Не вел учет времени.
Допив бурбон, он поднялся и достал бумажник.
— Сколько я вам должен? — Бармен назвал сумму, Джек бросил купюры на стойку. По ресторану он шел, слегка пошатываясь, но на это ему было тоже плевать.
Нужно поговорить с Джонни.
Снаружи садилось солнце, горячий ветер лизал бетон. Стараясь сориентироваться, Джек глянул влево, затем вправо. В этот ресторан он раньше не заходил, хотя заведение располагалось недалеко от квартиры и офиса. После поездки в Шарлотт он припарковал автомобиль и отправился бродить сначала по одной окраине в центре, затем по другой. Истоптал ноги, пока нашел ресторан и, чуть живой, упал на банкетку в баре. Первую кружку пива выпил быстро, вторая шла медленно. А вот виски, как он теперь думал, возможно, было лишним.
— Восемь часов, — удивился Джек, выбрав направление. — Невероятно.
До квартиры предстояло пройти двенадцать кварталов — девять вверх и потом еще три. По улицам гуляли люди, в лучших ресторанах кипела жизнь. Джек подумал, что надо бы поесть, но аппетита не было.
Как он оправдает свое поведение в фирме?
Есть ли ему до нее дело?
Последний вопрос ранил особенно больно. Ему было не все равно. Видит Бог, он работал достаточно упорно.
Возле булочной Джек нырнул в подъезд, поднялся — и вдруг резко замер, увидев на площадке возле своей двери девушку. Забившись в угол, она дрожала; глаза так закатились, что виднелись только белки. Джеку потребовалась секунда, чтобы узнать девушку из квартиры в Шарлотт. Он видел только половину лица и один глаз.
Что она здесь делает?
— Извини. — Джек наклонился ниже, не зная, как ее поднять. — Хм, мисс… — Он протянул к ней руку, но замер — у нее открылся рот. — Э-эй, — позвал Джек.
И тут девушка закричала.
Кри не понимала, где она и что происходит. Мир был кровав и жесток, как зазубренный осколок. Она ощущала нож в руке, рукоятка осклизла от теплой крови и казалась чем-то живым. Темная ночь смешалась с плохо освещенным коридором.
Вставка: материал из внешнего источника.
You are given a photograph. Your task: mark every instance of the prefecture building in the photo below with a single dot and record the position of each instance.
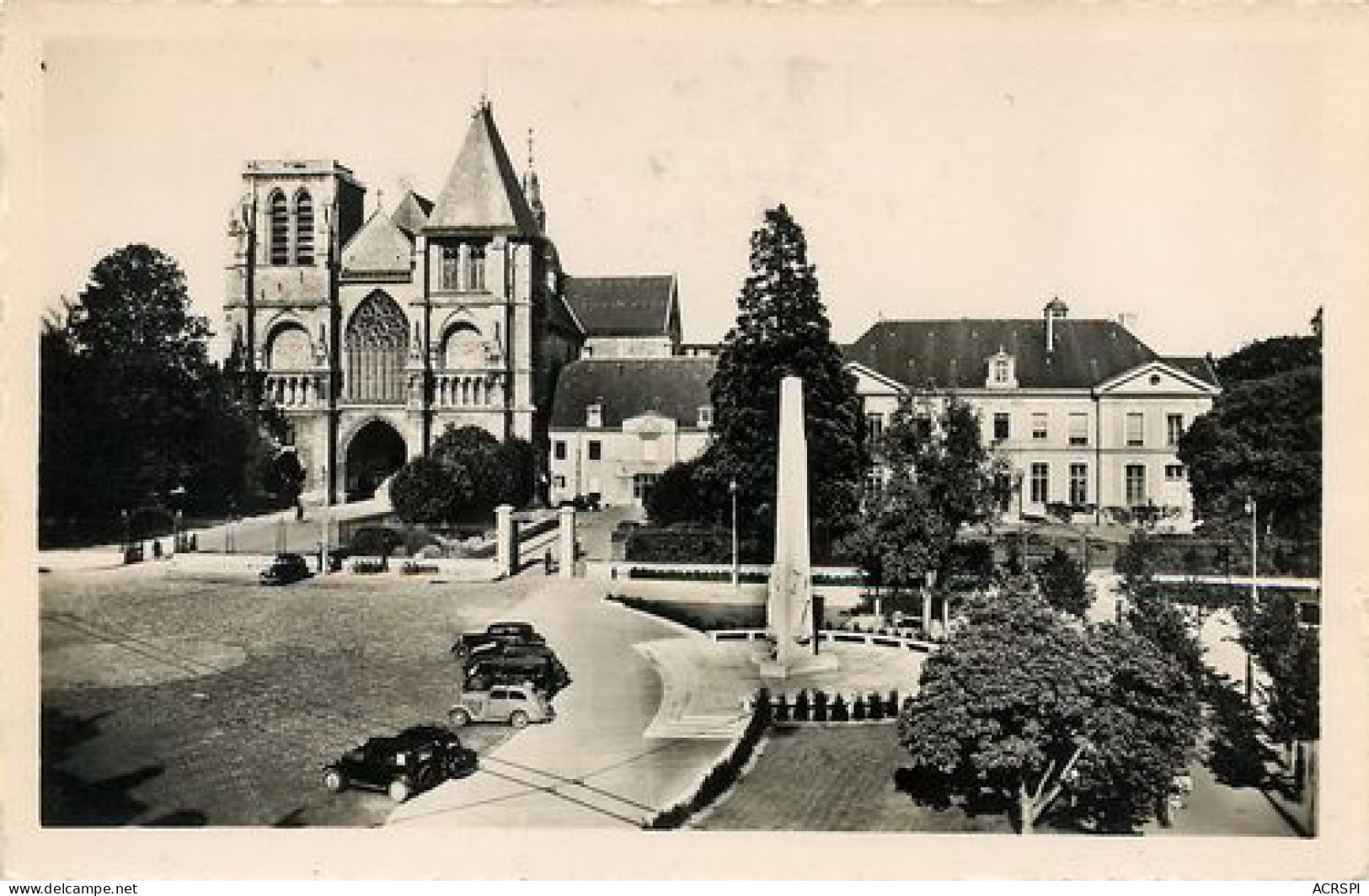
(372, 331)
Пронзительно кричали изувеченные мужчины.
И она кричала.
— Не подходи ко мне, не подходи!
Она отшатнулась в угол.
— Всё в порядке…
Шатаясь, Кри поднялась на ноги. Коридор накренился, и на секунду она ощутила на коже дыхание огня, давящую волну стенаний сотни рабов, перетаптывающихся с ноги на ногу и не отрывающих глаз от земли.
— Кто вы?
— Меня зовут Джек Кросс. Мы недавно встречались. Я здесь живу.
Кри оглядела лестницу, оштукатуренные стены.
— У меня был нож…
— Нет. Ножа не было.
Кри дважды моргнула. Она могла довериться или нет, могла уйти или остаться. Она думала, что они, возможно, хотят одного и того же, она и этот адвокат, но Кри никогда не видела снов глазами Айны, вот как сейчас. Она помнила висельное дерево и держала в руке нож, но не знала ни причин, ни последствий, ни необузданных страстей, ни пугающей радости от воплей умирающих мужчин.
— Ладно, одну секунду. — Сон не отступал. Он порхал рядом, как живое существо, которое хотело, чтобы Кри поняла: Айна жила на самом деле, это не сказка. Кри заставила себя выпрямиться, открыть глаза и стать той девочкой, какой она была всегда, просто девочкой. Порывшись в заднем кармане, достала клочки бумаги. — Простите, ваш рисунок порвали.
— Поэтому ты здесь?
— Где вы его взяли?
— Зайдешь? — Адвокат несколько долгих секунд смотрел ей в лицо. — Тебе захочется это увидеть. — Внутри квартира оказалась темной и пустой. — Погоди минутку. Извини. — Он нашарил выключатель, помедлил. — Не пугайся.
Комнату залил свет, и Кри сощурилась. Рисунки висели на стенах, шкафах, дверях. Они устилали столы и диван, расползались из стопок по полу. Кри увидела поляну, словно ей снова было пять лет, и услышала голос бабушки. «Ты никогда не должна туда ходить, — говорила она. — Не ближе этого места, даже когда подрастешь…»
— Их рисовали очень давно. — Джек смотрел, как она идет по комнате, и объяснял, откуда взялись рисунки. — Художник рисовал их на протяжении всей жизни: в один год десять штук, в следующий — сто. В них есть какая-то последовательность. Я не могу ее понять. Что-то в манере работы. Видишь, на некоторых рисунках участки гораздо более темные, глянцевые. Я изучал их много дней и почти разгадал. Это как слово, которое вертится на кончике языка.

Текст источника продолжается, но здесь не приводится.